Discussing his strikers and the way fans respond to them in December, Simeone said: “[Luciano] Vietto scores no goals, and people criticise him. [Kevin] Gameiro scores few goals, and it’s the same. Fernando scores few, but he’s the club’s idol.” Forced to explain it, he described Torres as the “purest reflection of the values of the club.” Simeone explained how every day after training, 100 fans wait, and every day Torres stops for all 100 of them, taking 100 photos.
Photos are one thing, playing another. And now there is not long left. Torres always assumed that he had four months to go, during which he would play every game as if it was his last — not least because it might be — and hope that he could depart with a first title for Atletico, his Atletico. In purely footballing terms, there really is nothing remarkable about what Simeone said. Torres has started just three league games this season, and while he might have expected to play more, while he may feel that opportunities have been fewer than he deserves, and while he never lets anyone down, that is no great scandal. It is normal, except that he is not just a normal player.
It’s no real surprise that Torres won’t continue. The question, in a way, is not whether he leaves, it is how he leaves, how it is managed, how it feels. And that question is even more pertinent now. Not just how, in fact, but when?
It is not only what Simeone said, it’s how he said it. His response — stark, blunt and painful — means there may be even less time than expected.

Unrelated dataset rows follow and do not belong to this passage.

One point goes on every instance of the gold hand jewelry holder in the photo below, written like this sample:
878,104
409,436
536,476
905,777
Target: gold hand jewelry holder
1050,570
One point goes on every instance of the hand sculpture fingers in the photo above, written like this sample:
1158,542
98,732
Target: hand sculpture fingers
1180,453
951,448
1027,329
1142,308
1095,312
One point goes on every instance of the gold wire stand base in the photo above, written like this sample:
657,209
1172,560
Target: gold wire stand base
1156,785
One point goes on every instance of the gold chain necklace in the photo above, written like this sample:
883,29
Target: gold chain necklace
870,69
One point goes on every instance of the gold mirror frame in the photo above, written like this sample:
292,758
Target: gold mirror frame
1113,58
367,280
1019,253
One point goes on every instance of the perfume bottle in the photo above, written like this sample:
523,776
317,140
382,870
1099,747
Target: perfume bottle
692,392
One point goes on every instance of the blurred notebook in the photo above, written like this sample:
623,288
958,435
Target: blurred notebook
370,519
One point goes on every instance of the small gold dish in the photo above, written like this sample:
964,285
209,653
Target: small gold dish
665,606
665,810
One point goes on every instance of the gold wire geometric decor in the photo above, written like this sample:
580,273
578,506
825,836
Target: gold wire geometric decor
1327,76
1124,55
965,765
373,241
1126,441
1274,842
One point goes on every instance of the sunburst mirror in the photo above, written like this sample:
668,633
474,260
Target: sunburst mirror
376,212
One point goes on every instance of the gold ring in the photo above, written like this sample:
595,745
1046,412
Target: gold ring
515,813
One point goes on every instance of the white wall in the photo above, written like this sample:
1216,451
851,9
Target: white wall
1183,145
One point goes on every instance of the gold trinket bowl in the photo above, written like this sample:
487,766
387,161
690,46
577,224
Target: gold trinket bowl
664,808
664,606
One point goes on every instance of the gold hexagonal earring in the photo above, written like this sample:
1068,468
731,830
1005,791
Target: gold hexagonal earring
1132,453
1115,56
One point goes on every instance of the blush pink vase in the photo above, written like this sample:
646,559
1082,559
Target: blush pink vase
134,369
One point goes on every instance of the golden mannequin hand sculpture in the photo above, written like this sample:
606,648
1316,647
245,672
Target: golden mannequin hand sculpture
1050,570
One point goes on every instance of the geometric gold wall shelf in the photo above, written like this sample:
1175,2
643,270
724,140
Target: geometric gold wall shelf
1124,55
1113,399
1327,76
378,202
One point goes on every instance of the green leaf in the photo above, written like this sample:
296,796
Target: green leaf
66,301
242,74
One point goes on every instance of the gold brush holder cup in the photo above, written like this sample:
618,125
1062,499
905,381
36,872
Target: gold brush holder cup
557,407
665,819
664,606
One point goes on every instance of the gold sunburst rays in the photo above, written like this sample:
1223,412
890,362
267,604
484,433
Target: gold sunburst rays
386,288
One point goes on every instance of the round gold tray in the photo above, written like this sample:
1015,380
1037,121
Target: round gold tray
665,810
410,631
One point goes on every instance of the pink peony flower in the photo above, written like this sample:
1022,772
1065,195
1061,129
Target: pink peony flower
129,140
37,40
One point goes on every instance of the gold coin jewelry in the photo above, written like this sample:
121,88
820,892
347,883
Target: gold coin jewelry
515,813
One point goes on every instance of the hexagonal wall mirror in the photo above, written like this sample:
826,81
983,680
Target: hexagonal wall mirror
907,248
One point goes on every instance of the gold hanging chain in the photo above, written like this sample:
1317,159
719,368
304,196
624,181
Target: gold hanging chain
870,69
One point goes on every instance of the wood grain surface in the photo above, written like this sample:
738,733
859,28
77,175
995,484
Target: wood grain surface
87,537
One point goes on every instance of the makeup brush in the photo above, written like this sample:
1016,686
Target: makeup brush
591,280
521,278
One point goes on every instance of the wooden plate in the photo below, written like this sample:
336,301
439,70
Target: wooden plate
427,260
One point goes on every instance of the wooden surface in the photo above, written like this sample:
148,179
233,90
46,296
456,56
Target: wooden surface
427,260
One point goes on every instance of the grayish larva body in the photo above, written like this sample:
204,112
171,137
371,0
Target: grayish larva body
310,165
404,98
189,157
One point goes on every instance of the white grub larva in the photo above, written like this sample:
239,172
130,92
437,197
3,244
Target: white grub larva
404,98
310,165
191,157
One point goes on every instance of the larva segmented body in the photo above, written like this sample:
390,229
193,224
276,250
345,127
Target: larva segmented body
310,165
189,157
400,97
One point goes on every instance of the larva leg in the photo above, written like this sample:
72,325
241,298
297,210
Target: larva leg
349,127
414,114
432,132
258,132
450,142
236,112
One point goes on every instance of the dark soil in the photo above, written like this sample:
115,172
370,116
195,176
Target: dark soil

It has changed things; it has changed the atmosphere, the feeling. There is an offer from China, which now appears more attractive than it would have been. No player wants to hang around unwanted, a source of tension or conflict, a divide that could be so damaging, still less a player like Torres whose legacy will last, someone for whom the long goodbye matters so deeply. It would be sad for it to be anything other than perfect. It is only four months, anyway, and there could be a trophy at the end of them, a natural close, but it is harder now for those months to be the way he, or anyone else, wanted them.
On Thursday night, the first match since that “No,” Atletico fans cheered Torres; they cheered Simeone too. Luis Aragones apart, there may be no one else in their entire history as significant as these two men. “Fernando and I love the club,” Simeone said. Supporters love them too; this risks tearing something. And that needs to be prevented. The end is coming, but it must be done right. Next Wednesday, Atletico face Leganes, the team against whom Torres made his debut for the club 17 years ago.